Thursday, June 6, 2013

The Skinny On Lumbar Artificial Disc Replacement


Effective treatment for recalcitrant degenerative disc disease (DDD) has been the holy grail of low back pain. It's not an easy problem to deal with. Replacing the degenerative intervertebral lumbar disc achieved FDA approval in 2004 with the SB Charite implant as the first one, and it was expected to be the holy grail for low back pain from DDD.

The theory was to replace the diseased or damaged disc with a prosthetic implant which would not only take away back pain, but also increase the height of the damaged disc area back to normal. This would then open up the areas where the nerve roots were coming out and potentially being pinched from the disc height being gone and subsequently indirectly causing a pinched nerve(s).

The implant is made of metal and polyethylene. The approach used to place the implant is done through the abdomen, and typically it's done in a retroperitoneal manner. This means the surgeon goes outside of the bowel cavity and just shifts it over during the approach. Once the front of the spine is reached, the big vessels are pulled out of the way so the spine surgeon may remove the damaged disc.

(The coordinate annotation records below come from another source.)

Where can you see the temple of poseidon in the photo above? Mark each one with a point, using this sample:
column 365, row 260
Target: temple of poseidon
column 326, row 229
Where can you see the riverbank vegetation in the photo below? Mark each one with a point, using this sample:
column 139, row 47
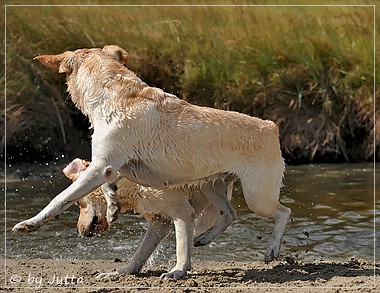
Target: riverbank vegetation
column 309, row 69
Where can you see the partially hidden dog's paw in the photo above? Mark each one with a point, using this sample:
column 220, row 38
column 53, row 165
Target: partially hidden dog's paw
column 177, row 274
column 271, row 254
column 107, row 275
column 202, row 239
column 25, row 226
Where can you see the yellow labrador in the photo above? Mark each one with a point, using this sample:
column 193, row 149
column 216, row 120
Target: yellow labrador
column 159, row 207
column 156, row 139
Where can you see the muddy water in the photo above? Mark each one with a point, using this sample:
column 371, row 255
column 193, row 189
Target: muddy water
column 333, row 215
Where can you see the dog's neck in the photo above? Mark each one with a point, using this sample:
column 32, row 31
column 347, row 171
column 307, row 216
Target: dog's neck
column 103, row 89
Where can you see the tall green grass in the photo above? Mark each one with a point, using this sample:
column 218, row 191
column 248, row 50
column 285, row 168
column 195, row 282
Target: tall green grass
column 310, row 69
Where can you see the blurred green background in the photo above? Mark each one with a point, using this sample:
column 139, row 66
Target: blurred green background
column 308, row 68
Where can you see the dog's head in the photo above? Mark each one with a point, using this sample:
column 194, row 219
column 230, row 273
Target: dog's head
column 93, row 207
column 70, row 61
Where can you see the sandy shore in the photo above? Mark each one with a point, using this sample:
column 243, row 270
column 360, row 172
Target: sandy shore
column 279, row 276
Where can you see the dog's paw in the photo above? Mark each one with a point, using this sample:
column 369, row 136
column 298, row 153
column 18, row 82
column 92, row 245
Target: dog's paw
column 271, row 254
column 25, row 226
column 174, row 274
column 202, row 240
column 107, row 275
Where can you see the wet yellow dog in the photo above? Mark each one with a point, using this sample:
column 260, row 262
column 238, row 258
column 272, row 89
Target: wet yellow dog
column 158, row 140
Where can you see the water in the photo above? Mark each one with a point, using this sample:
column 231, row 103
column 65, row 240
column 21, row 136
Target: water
column 333, row 215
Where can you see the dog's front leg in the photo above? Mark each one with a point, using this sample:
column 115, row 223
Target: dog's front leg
column 216, row 193
column 157, row 230
column 184, row 238
column 91, row 178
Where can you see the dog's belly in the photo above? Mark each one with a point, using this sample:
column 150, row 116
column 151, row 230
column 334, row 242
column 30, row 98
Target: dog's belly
column 147, row 175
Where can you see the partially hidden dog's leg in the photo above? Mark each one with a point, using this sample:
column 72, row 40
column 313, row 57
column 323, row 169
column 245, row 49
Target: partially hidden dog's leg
column 91, row 178
column 216, row 193
column 157, row 230
column 113, row 208
column 184, row 224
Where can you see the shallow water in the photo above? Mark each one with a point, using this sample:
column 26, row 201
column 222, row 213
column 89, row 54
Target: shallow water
column 333, row 215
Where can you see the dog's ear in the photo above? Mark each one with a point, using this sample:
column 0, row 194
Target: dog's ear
column 61, row 62
column 116, row 52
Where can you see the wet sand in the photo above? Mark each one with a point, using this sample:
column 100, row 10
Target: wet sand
column 43, row 275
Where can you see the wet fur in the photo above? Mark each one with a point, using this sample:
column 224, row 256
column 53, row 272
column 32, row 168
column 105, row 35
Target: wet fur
column 155, row 139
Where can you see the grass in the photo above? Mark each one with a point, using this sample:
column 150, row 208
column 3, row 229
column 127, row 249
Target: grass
column 310, row 69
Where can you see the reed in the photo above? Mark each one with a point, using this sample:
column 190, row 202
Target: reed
column 310, row 69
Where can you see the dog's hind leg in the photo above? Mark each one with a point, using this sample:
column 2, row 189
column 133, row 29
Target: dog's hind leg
column 157, row 230
column 91, row 178
column 261, row 191
column 184, row 224
column 217, row 194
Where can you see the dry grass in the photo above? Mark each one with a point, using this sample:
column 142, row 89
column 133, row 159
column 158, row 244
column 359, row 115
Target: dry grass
column 310, row 69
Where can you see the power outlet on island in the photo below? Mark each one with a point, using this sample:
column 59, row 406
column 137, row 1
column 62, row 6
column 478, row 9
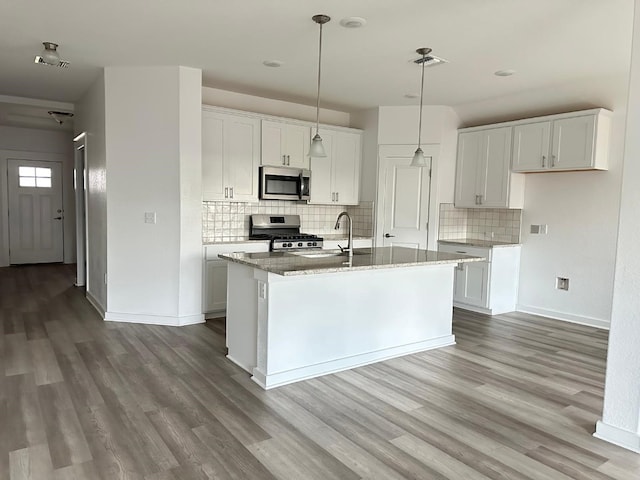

Once the disc is completely removed, the artificial disc is carefully placed, making sure to place it directly centered so that normal range of motion and loading can be achieved to try and replicate normal physiology and kinesiology of the new disc to what it's supposed to be with a native disc.

It's crucial to size the implants properly so they don't shift and "spit out". There are numerous styles of artificial discs now approved by the FDA, and there's also approval on one to implant at more than one level. So if there's degeneration at both L4-5 and L5-S1, the surgeon may work on both at the same time.

The results for artificial disc replacement have been so far the same as spinal fusion. All the FDA required is that the implant work just as well as the gold standard (spinal fusion) and not be inferior, and that's exactly what the artificial disc replacement did. It has not turned out to be the holy grail of spine surgery as hoped, but it does have its place in the treatment of degenerative disc disease.

As with any elective spine surgery, proper nonsurgical treatment should be attempted prior including physical therapy, pain management,and maybe chiropractic and/or spinal decompression treatment.